For years, Milwaukee has been a porous defensive rebounding club. Whether the ball ricochets off their hand like a bouncy ball or their spindly big men get overpowered, they’ve consistently been in the bottom-ten of the statistic for the past seven years. Bud’s teams never showed much propensity for that in Atlanta either, perhaps a product of his aggressive scheme that leaves players out of position. Either way, those easy buckets can cost a team throughout the course of a season.
Additionally, a similar scheme that won plaudits for Bud in Atlanta was being ridiculed in Milwaukee. Jason Kidd dialed his aggressiveness up to 11, often to the detriment of his player’s performance. Milwaukee allowed threes at an alarming rate (last year being the lone exception), coupled with giving up points aplenty in the sweet spot beneath the rim. Seeing that gruesome combination triggers the same reaction for fans as hearing Shabazz Muhammad’s surprisingly even-keeled voice: disbelief. Milwaukee’s defense needs to shape up considerably to reach its potential.
What are the goals for this team?
The Bucks have talked about crossing the 50-win threshold for years now, each time coming up short. In the last 30 years, they have hit that magical mark just one time, the Ray Allen-Glenn Robinson-Sam Cassell team of 2001. That win mark should be in play, but the more important mark of success may come from finally shedding the first round playoff monkey on their back. They’ve only gotten to the second round once since the 1988-89 season. Stomping on that pesky curse Mario atop Bowser style could give the franchise a much-needed galvanizing effect, akin to Toronto’s breakthrough a few years ago.
Results certainly matter, but Milwaukee should be just as concerned with the process of achieving said results this season. Feeling out what sort of benefits Mike Budenholzer brings to the roster, as well as how he plans to maximize the talent the Bucks have going forward should be integral to this season’s goals. The Bucks have a big offseason coming with Middleton (who is assuredly opting out of his player option), Bledsoe and Brogdon up for contracts next summer. Milwaukee will have important decisions to make about who should surround Giannis in the coming years to compete for championships. This year will go a long way towards making those choices.
Can Giannis win an MVP Award?
Giannis is currently ranked third in the NBA MVP odds, behind LeBron James and Anthony Davis, per Bovada. Last season, Giannis finished sixth in MVP voting behind Russell Westbrook, trailing by just one vote. Yet few players on the list of presumed candidates, outside of perhaps Davis, seem capable of taking yet another mammoth leap forward. Giannis’ numbers continue to tick upward at an absurd rate of improvement, a trend that could continue within the friendly confines of Bud’s space-happy offense.

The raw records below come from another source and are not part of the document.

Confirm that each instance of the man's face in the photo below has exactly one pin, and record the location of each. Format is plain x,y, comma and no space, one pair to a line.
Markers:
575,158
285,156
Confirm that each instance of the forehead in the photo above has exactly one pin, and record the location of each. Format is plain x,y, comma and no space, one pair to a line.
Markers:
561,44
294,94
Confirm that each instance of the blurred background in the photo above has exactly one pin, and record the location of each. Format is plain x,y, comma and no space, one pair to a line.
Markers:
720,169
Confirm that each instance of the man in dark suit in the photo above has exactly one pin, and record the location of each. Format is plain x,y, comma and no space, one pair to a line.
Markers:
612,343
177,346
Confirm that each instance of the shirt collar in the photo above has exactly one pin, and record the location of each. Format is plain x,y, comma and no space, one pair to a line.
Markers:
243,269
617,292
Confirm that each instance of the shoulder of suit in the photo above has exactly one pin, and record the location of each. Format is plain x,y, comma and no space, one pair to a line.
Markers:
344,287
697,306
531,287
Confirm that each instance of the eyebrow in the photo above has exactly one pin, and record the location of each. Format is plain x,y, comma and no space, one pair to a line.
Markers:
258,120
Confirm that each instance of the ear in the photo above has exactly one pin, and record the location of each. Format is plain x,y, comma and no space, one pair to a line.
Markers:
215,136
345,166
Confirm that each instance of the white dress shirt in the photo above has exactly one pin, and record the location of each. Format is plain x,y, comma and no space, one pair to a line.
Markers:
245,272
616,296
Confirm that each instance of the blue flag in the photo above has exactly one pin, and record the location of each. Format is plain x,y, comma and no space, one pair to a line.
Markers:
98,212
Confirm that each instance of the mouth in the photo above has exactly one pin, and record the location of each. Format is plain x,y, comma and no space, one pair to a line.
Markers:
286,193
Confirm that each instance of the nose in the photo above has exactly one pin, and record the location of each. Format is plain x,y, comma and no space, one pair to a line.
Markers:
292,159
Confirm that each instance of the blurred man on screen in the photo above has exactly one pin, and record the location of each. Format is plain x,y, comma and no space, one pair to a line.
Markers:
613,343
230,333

The real question will be whether Milwaukee can pull out the requisite wins to bump up Giannis’ potential. It’s nigh impossible to win the award without 50+ wins, but a weakened Eastern Conference means Giannis has the possibility of banking that amount. That total seems a tad far-fetched for Lebron’s Lakers given the competition in the West. I doubt James Harden or Russell Westbrook get it again after finally having their moments to shine, and Anthony Davis is always an injury risk. Perhaps Joel Embiid could enter the fray if he stays healthy all year and Philly continues their ascendancy, but I’m dubious the Sixers will let him ever play enough games to be a true contender.
The narrative seems primed for Giannis to finally reach the upper echelon of the MVP discussion, and if Budenholzer manages his minutes better than Kidd’s taxing tactics, Milwaukee could squeeze more games out of him than when he was hampered by a knee problem last year. Overall, the third-best odds seems about right. If the wins start stacking up for Giannis though, well, we know people like a fresh face when it comes to the MVP award.